Luminous Gate
December 7, 2011
This post shares my favorite artwork from the Seattle Art Museum’s exhibit, Luminous: The Art of Asia. The “Gate” by Do Ho Suh, featured a doorway and a repeated montage of photographic images projected on its silk walls. There is something alluring about doorways and thresholds. I felt like I was participating in the artist’s vision by walking through the door. The projections provided a cyclical change of atmosphere — from a relatively blank start, to a bucolic forest scene, and then the arrival of a flock of birds. As the images proliferated, and the screen became almost black, with sinister overtones, before receding to the calm starting point. It is a spectacular installation!
December 7, 2011 at 12:51 pm
Wow. How wonderful that display is. I love it. Thanks for sharing it because I have never saw anything like it before. Have a great week.
December 9, 2011 at 4:12 am
OMG. I have never seen so beautiful gates. Lovely!

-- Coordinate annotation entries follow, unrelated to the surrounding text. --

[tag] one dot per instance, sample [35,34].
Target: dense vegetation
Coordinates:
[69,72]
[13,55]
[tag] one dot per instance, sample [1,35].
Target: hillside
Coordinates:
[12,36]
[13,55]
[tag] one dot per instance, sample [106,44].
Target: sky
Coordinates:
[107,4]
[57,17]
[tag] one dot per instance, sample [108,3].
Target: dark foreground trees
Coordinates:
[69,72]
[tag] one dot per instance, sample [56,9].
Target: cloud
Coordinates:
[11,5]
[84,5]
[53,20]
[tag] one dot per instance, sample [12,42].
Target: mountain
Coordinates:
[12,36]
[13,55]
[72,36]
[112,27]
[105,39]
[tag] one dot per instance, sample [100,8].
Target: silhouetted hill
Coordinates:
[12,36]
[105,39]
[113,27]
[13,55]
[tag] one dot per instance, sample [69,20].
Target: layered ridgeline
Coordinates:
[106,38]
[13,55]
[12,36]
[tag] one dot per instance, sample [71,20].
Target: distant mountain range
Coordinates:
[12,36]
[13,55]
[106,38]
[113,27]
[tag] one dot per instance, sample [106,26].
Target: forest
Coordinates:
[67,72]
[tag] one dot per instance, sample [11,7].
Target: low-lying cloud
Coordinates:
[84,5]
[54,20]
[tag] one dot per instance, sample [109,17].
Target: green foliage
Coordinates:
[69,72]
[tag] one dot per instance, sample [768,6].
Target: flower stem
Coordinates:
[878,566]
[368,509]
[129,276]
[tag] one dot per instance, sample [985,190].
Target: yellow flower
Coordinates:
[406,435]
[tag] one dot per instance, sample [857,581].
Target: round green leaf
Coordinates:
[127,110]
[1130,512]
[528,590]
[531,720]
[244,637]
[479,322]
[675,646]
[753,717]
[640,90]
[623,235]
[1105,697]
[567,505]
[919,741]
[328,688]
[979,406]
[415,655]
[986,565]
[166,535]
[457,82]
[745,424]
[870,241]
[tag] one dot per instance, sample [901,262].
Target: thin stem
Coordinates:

April 27, 2012 at 12:32 am
Hope you don’t mind – I used two of your images to illustrate my write-up of Suh Do-ho’s recent Seoul show – my own camera was playing up at the time. I provided a credit and a link-back
http://londonkoreanlinks.net/2012/04/27/2012-travel-diary-2-suh-do-ho-home-within-home-at-the-leeum/
April 27, 2012 at 6:50 am
I appreciate the credit and link. Your post is wonderful, by the way.